L’occasione per scendere in strada con un microfono e una macchina da presa, arriva nel 1987 quando iniziano le prime manifestazioni popolari che chiedono al governo l’abrogazione dell’amnistia verso quei militari che, durante la dittatura, si macchiarono dei più svariati reati, fra cui la tortura e il rapimento di numerose persone. Proprio da queste ondate di proteste nasce la voglia della regista di mettersi in gioco e fungere da catalizzatore dei pensieri dei cittadini comuni. Evita volutamente i nomi di politici, scrittori, personaggi illustri e con curiosità viva attraversa le strade, le piazze, i mercati, alla ricerca di risposte per le sue numerose domande che seguono quella principale, quella con cui ogni intervista comincia: «Cos’è la pace per lei?» Pace era la parola contesa dagli schieramenti di destra e di sinistra, era ciò che la politica prometteva a quel popolo stanco, sia con il mantenimento della legge dell’impunità che con la sua abrogazione. In una centrifuga di propaganda elettorale, quasi tutti avevano il proprio concetto di pace e tutti la desideravano.
L’efficacia di questo documentario risiede non solo nella genuinità delle risposte date dalle persone, ma in quella protagonista quasi invisibile sullo schermo: Marìa Barhoum, ovvero l’intervistatrice. La dote di quest’ultima risiede nella capacità di non rispondere mai agli intervistati con un’affermazione, ma rispondere con un’ulteriore domanda. Sembra quasi voler proporre un processo filosofico che garantisca il ragionamento anche in quegli individui che, inizialmente, davano risposte vaghe, non sapevano cosa dire sull’argomento o si rivelavano timidi davanti alla macchina da presa. In un cammino socratico che prevede domande prima che risposte, anche le persone più introverse prendono confidenza con l’intervistatrice e con il suo modo calmo, ragionato e delicato di domandare; senza mai pretendere di mettere il proprio pensiero al centro del dibattito fra i due schieramenti.
Proprio per la calma che infonde nelle sue domande, risalta e resta indelebile nella memoria dello spettatore un gesto naturale, istintivo, verso il finale del documentario.
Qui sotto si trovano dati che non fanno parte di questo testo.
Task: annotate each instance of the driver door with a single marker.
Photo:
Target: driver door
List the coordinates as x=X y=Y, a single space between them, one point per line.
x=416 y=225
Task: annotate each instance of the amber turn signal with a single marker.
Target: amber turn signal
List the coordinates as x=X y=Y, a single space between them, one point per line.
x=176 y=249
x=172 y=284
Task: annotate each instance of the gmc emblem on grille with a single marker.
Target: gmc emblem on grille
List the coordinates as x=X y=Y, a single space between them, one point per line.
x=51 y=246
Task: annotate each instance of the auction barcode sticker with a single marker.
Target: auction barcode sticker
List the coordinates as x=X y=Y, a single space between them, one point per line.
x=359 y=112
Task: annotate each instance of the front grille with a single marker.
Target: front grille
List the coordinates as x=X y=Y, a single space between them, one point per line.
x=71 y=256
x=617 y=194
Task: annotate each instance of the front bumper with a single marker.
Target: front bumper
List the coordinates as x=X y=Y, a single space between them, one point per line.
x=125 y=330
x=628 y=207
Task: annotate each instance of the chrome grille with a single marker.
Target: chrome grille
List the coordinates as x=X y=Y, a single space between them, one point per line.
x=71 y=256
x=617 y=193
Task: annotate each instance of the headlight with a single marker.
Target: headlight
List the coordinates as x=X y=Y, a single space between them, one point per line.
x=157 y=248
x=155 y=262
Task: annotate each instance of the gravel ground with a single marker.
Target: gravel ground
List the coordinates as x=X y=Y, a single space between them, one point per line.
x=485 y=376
Fra i delusi per l’esito delle elezioni, Marìa Barhoum intercetta una signora che a stento trattiene le lacrime e mentre è in procinto di terminare il suo discorso, l’intervistatrice, fino a quel momento pacata, tranquilla, che lasciava, sì, scorgere il proprio pensiero politico ma non si esponeva mai totalmente, rompe il suo ruolo da cronista e abbraccia e bacia quella donna; da voce imparziale diventa un personaggio emotivo, totalmente coinvolto nella vicenda storica.
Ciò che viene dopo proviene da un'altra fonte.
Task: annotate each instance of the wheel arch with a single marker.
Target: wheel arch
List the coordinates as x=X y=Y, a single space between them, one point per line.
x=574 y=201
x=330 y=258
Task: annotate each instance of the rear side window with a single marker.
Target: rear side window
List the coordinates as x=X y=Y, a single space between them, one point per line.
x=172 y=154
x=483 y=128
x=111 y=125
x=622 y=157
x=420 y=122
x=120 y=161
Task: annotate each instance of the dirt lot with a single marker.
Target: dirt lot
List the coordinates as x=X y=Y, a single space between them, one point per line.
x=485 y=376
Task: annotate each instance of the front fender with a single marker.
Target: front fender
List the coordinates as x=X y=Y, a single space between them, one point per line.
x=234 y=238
Kristina Konrad, rispondendo alle domande dopo la proiezione del documentario, rivela come fosse così grande la sua delusione per quell’esito elettorale, da accantonare, per molti anni, i metri e metri di pellicola; uno sconforto leggibile nelle ultime interviste del film.
Unas preguntas è un documentario che, nonostante la mole di minuti, scorre piacevolmente e fa scoprire al mondo, in una maniera semplice e intima, uno dei momenti più febbricitanti della neonata democrazia uruguaiana. La sua qualità più grande sta nel mostrare il desiderio di possedere ed esercitare il libero pensiero e il libero agire. Fosse anche quella spensieratezza e leggerezza con cui i più giovani si approcciano alla macchina da presa, desiderosi di mostrarsi, di ridere, di scherzare, stonando con i discorsi sociali e politici degli intervistati; come quelle bambine che sorridono e giocano, ignare che davanti a loro ci sono i volti delle vittime di un governo militare che tarpò le ali alla libertà di una nazione. Quei sorrisi spensierati ci parlano di pace, seppur dettata dall’ingenuità infantile.